Codeine, Brokeback | Lincoln Hall | Rock, Pop, Etc | Chicago Reader
This is a past event.
When: Sun., July 1, 7 p.m. 2012
Price: $15
The muddy, angsty, brooding sound of the early 90s is still proving very marketable, and slowcore pioneers Codeine (or "sadcore," depending on your mood) have joined the likes of the Afghan Whigs, Soundgarden, and My Bloody Valentine on the reunion train, mainly to promote When I See the Sun—a six-LP, three-CD reissue by the Numero Group that includes the band's entire catalog and then some, with singles, demos, and Peel sessions, plus the usual slick packaging. The New York trio's debut album, Frigid Stars—first released by German label Glitterhouse in 1990 and later picked up by Sub Pop, who would handle the rest of the band's formal output—is as remote as its title suggests, creating tension as much with gaping pockets of negative space as with the aching, cracking vocals of bassist Stephen Immerwhar and heavy trudge of drummer Chris Brokaw and guitarist John Engle. Obviously influenced by the dark sounds of Joy Division and the like, Codeine inhabited a subgenre of indie rock well suited to twentysomething liberal-arts undergrads desperately in need of a respite from the grunge takeover.

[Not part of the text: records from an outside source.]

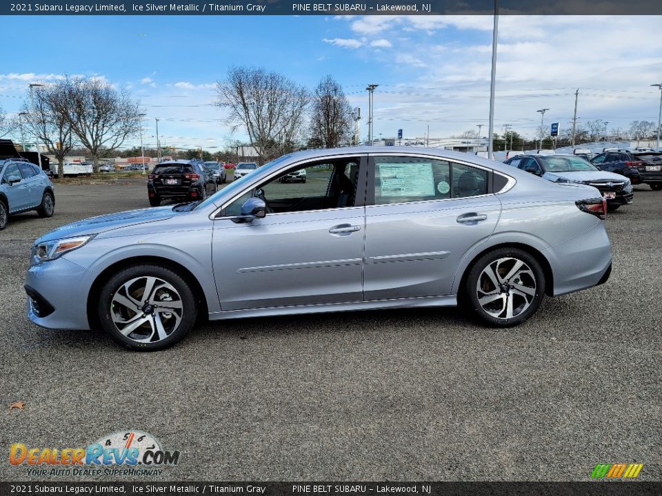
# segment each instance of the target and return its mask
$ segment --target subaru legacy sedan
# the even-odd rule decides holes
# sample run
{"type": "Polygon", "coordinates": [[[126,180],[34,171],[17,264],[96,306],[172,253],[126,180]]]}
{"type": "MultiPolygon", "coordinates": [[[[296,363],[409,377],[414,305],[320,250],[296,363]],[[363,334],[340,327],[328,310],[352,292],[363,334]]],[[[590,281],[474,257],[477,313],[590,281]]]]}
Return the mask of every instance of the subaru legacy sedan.
{"type": "Polygon", "coordinates": [[[460,304],[508,327],[608,279],[605,208],[591,186],[446,150],[300,152],[204,201],[42,236],[28,315],[148,351],[201,318],[460,304]],[[302,169],[305,186],[280,181],[302,169]]]}

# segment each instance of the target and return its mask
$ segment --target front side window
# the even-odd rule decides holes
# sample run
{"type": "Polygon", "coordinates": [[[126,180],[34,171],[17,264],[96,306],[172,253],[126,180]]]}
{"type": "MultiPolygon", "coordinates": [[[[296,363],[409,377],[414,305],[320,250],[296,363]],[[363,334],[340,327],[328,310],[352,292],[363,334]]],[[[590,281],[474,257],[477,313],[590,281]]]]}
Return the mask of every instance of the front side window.
{"type": "Polygon", "coordinates": [[[19,179],[22,178],[21,173],[19,172],[19,167],[17,167],[15,163],[10,163],[5,167],[5,173],[2,175],[2,182],[9,183],[9,178],[12,176],[16,176],[19,179]]]}
{"type": "Polygon", "coordinates": [[[359,158],[354,157],[289,169],[244,193],[225,208],[225,215],[240,215],[241,205],[251,196],[264,200],[268,214],[354,207],[359,164],[359,158]]]}
{"type": "Polygon", "coordinates": [[[446,200],[485,194],[486,171],[444,160],[374,158],[374,203],[446,200]]]}
{"type": "Polygon", "coordinates": [[[19,163],[19,169],[21,171],[21,174],[23,174],[23,176],[27,179],[28,178],[32,177],[34,175],[34,169],[30,167],[30,165],[28,163],[19,163]]]}

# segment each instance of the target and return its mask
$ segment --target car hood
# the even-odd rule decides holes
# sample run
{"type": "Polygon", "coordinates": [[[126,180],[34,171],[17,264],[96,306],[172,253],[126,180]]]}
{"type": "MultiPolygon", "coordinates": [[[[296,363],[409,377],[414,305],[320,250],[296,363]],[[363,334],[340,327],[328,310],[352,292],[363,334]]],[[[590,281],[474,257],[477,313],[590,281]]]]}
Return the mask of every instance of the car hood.
{"type": "Polygon", "coordinates": [[[112,229],[134,224],[165,220],[177,215],[173,211],[172,206],[160,207],[157,208],[141,209],[139,210],[130,210],[128,211],[110,214],[108,215],[90,217],[77,222],[66,224],[44,234],[35,243],[44,241],[50,241],[61,238],[72,238],[73,236],[86,236],[88,234],[99,234],[99,233],[112,231],[112,229]]]}
{"type": "Polygon", "coordinates": [[[628,178],[614,172],[605,171],[577,171],[576,172],[545,172],[543,177],[552,182],[585,183],[587,181],[614,181],[625,183],[628,178]]]}

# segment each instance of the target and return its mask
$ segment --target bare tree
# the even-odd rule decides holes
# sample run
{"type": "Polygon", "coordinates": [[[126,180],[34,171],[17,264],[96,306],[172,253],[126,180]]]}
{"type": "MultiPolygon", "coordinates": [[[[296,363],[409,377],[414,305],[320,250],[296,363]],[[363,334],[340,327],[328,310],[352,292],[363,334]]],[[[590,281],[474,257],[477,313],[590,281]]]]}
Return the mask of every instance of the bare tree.
{"type": "Polygon", "coordinates": [[[139,129],[139,105],[126,90],[118,90],[99,79],[66,78],[63,97],[54,110],[71,126],[73,134],[90,150],[94,170],[99,158],[119,148],[139,129]]]}
{"type": "Polygon", "coordinates": [[[57,159],[57,174],[64,177],[64,158],[79,145],[67,115],[58,108],[67,105],[67,85],[57,82],[37,89],[34,107],[26,103],[28,126],[57,159]]]}
{"type": "Polygon", "coordinates": [[[296,149],[310,99],[304,87],[277,72],[234,66],[217,91],[217,105],[230,112],[228,123],[245,127],[263,161],[296,149]]]}
{"type": "Polygon", "coordinates": [[[0,138],[3,138],[16,130],[18,121],[10,118],[2,105],[0,105],[0,138]]]}
{"type": "Polygon", "coordinates": [[[310,141],[323,148],[334,148],[347,141],[353,132],[352,107],[343,87],[327,76],[312,96],[310,141]]]}

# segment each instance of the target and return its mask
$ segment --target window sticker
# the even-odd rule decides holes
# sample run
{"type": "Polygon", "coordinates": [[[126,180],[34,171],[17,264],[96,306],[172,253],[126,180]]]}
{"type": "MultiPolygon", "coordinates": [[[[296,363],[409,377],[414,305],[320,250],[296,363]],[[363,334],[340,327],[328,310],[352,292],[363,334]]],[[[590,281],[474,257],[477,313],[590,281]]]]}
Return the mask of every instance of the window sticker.
{"type": "Polygon", "coordinates": [[[445,181],[439,181],[437,184],[437,190],[441,194],[445,194],[450,191],[450,185],[445,181]]]}
{"type": "Polygon", "coordinates": [[[432,164],[379,164],[382,196],[434,196],[432,164]]]}

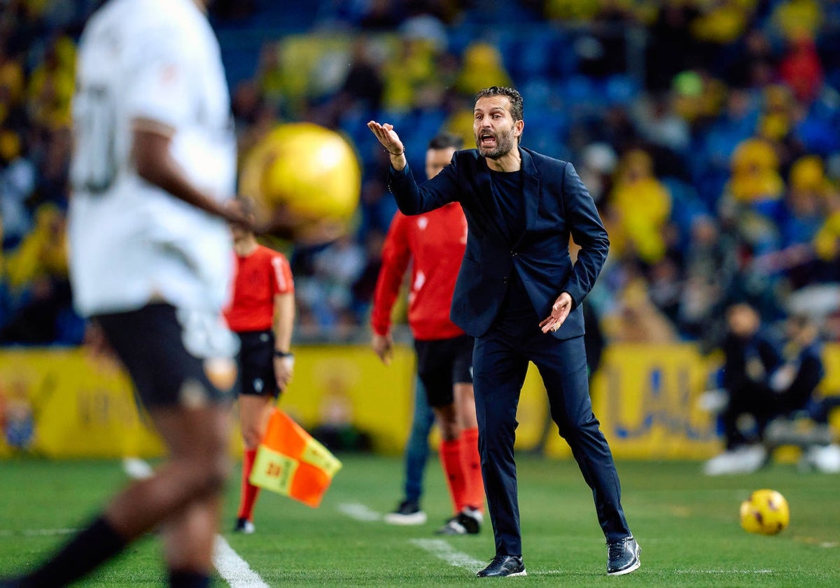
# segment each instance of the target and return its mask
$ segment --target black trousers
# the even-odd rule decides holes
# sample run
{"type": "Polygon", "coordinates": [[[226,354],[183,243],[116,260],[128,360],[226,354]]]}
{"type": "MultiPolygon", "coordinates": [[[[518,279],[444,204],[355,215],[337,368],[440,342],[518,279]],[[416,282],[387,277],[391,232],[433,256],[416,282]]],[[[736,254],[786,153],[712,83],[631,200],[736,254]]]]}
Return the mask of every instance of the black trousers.
{"type": "Polygon", "coordinates": [[[607,541],[630,535],[612,454],[592,413],[583,337],[558,340],[538,321],[497,323],[475,340],[473,386],[479,450],[497,555],[522,555],[513,443],[528,361],[545,384],[551,416],[592,490],[607,541]]]}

The band's other two substantial releases, the 1992 EP Barely Real and the 1994 full-length The White Birch, extend and refine the methodology of Frigid Stars with better production and songwriting flow—but the uneasiness, nervous fragility, and vulnerable, broken-down disjointed sound of that debut LP just begs you to break up with someone, anyone. —Kevin Warwick Brokeback opens.